Kristian Kolnes, Thomas Kleinrath, Naohisa Kamiyama About the authors
Artikkel

The image and video show a striking phenomenon that can occur during contrast-enhanced ultrasound of the liver. A man was referred for contrast-enhanced ultrasound-guided biopsy of a suspected liver metastasis. After the biopsy, the liver was scanned with conventional greyscale ultrasonography (high acoustic energy). An echo-rich/light wave then emerged that seemed to roll back and forth through the hepatic tissue. The similarity to the northern lights was striking.

Contrast medium that is administered intravenously contains numerous bubbles of gas that are roughly equal in size to blood cells. The bubbles circulate in the blood and give rise to increased echoes from the tissue. Metastases will usually appear dark. Eventually the bubbles burst, in part because of the energy from the ultrasound waves, and an intense short-lived echo occurs. An ultrasound programme with low acoustic energy was used to delay bubble bursting.

This phenomenon has been described previously (1). The echo-rich wave represents the ongoing bursting of bubbles due to the high acoustic energy. It occurs at the boundary between the ventral part of the liver, which is echo-poor and where most bubbles have already burst, and the dorsal part, which is echo-rich and where fewer bubbles have burst. The wave appears to move back and forth as a result of movement of the ultrasound probe and as the patient breathes. Moreover, the continual bursting of bubbles causes the wave to move slowly dorsalwards. We used the contrast agent Sonazoid. The bubbles in this contrast agent are robust in the face of acoustic pressure, and tolerate more ultrasound sweeps before bursting. The waves do not occur during low-energy scanning, but emerge immediately after switching to high energy. We have reproduced this effect on multiple occasions and in different patients.

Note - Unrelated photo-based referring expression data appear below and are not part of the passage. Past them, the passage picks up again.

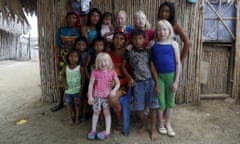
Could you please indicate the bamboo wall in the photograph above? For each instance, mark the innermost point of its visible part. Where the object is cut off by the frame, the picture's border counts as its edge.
(51, 16)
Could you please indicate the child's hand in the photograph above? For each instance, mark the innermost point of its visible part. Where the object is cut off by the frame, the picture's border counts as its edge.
(131, 83)
(174, 86)
(65, 86)
(129, 47)
(157, 91)
(90, 101)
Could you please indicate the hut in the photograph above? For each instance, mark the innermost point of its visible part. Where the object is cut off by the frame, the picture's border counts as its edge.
(212, 68)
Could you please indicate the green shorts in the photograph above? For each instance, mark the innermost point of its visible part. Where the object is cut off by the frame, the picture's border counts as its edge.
(167, 97)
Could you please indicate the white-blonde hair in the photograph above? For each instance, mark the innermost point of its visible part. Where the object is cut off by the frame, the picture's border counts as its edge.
(141, 13)
(103, 56)
(168, 25)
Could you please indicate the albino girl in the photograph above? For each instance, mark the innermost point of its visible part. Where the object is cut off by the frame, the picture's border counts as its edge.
(98, 92)
(166, 58)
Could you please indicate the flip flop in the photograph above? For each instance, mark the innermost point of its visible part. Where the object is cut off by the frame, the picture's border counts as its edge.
(56, 107)
(102, 135)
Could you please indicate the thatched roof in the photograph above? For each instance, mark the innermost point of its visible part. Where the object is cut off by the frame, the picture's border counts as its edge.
(12, 15)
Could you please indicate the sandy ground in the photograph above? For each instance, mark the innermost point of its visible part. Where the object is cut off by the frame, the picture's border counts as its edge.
(210, 122)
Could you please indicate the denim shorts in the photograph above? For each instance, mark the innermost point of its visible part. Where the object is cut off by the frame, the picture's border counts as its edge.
(72, 98)
(143, 93)
(100, 103)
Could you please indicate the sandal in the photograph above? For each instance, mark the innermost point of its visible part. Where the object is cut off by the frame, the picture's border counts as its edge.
(162, 130)
(92, 135)
(102, 135)
(118, 129)
(56, 107)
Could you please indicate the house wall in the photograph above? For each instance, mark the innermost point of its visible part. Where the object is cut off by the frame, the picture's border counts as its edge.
(51, 16)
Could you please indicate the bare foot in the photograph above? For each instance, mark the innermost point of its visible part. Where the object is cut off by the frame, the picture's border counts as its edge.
(154, 135)
(142, 130)
(77, 122)
(70, 122)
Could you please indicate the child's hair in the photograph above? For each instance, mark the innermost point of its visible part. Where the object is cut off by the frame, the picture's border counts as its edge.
(103, 56)
(107, 14)
(121, 33)
(78, 24)
(71, 51)
(83, 39)
(169, 26)
(98, 26)
(141, 13)
(171, 7)
(137, 32)
(98, 39)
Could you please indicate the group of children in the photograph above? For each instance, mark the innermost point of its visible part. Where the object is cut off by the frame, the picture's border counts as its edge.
(98, 63)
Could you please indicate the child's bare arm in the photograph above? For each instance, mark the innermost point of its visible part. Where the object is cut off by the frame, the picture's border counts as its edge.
(155, 77)
(90, 90)
(131, 81)
(82, 80)
(64, 81)
(178, 66)
(86, 66)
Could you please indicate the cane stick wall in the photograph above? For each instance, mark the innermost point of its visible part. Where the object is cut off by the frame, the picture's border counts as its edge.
(51, 16)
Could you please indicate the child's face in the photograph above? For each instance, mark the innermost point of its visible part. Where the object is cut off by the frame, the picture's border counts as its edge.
(103, 64)
(107, 20)
(95, 17)
(138, 41)
(81, 46)
(162, 32)
(72, 20)
(98, 47)
(164, 13)
(73, 58)
(119, 41)
(121, 20)
(140, 21)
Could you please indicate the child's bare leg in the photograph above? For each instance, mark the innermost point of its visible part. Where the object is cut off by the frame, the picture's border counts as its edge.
(77, 110)
(143, 120)
(154, 133)
(70, 110)
(160, 119)
(95, 119)
(107, 116)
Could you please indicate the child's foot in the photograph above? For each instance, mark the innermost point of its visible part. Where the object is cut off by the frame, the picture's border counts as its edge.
(77, 122)
(102, 135)
(92, 135)
(154, 135)
(70, 122)
(142, 130)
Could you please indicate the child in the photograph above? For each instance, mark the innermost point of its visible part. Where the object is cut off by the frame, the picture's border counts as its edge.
(119, 43)
(166, 11)
(92, 29)
(73, 82)
(99, 91)
(98, 46)
(107, 27)
(65, 38)
(121, 19)
(145, 91)
(168, 64)
(81, 46)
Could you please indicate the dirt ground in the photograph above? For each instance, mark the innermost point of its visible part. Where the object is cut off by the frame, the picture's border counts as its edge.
(210, 122)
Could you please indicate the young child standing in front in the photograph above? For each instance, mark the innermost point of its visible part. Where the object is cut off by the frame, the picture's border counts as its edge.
(145, 89)
(98, 92)
(166, 57)
(107, 29)
(73, 82)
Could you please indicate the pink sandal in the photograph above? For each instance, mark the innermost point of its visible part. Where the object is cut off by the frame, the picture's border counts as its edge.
(102, 135)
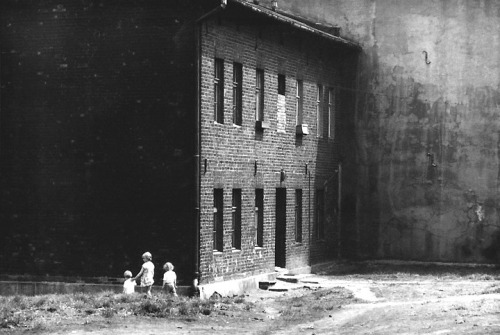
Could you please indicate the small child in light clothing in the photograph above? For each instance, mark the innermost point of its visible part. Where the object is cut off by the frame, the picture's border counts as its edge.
(146, 274)
(194, 289)
(128, 284)
(169, 279)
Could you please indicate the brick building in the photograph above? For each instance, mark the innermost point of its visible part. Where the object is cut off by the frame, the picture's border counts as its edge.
(205, 132)
(270, 109)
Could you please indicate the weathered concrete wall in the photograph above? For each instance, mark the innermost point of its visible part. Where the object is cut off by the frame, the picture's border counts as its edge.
(424, 180)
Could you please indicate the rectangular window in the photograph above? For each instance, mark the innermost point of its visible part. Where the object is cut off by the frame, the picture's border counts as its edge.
(259, 95)
(320, 214)
(331, 113)
(319, 110)
(237, 93)
(218, 232)
(219, 90)
(236, 211)
(298, 215)
(259, 217)
(281, 84)
(300, 102)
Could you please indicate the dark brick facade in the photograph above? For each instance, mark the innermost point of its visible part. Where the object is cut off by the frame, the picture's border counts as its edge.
(97, 136)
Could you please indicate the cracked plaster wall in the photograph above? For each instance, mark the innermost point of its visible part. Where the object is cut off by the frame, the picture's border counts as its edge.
(423, 164)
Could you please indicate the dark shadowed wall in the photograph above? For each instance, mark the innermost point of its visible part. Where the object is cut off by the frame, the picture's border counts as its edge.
(97, 136)
(423, 167)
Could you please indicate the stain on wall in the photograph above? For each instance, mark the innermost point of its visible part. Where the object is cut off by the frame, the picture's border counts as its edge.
(426, 166)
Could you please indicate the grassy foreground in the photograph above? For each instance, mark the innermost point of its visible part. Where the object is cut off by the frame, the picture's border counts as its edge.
(50, 312)
(40, 312)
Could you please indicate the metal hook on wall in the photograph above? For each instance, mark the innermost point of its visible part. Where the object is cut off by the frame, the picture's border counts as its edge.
(427, 61)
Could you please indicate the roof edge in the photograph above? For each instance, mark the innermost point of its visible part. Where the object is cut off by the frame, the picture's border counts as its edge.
(295, 22)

The phenomenon is an artefact and has no clinical significance, but is useful to be aware of for those who practise contrast-enhanced ultrasound with Sonazoid.

The patient has consented to the publication of this article.

GE Healthcare, the manufacturer of the contrast agent discussed in the article, has paid for the English translation. They have had no influence on the content of the article.

The article has been peer-reviewed.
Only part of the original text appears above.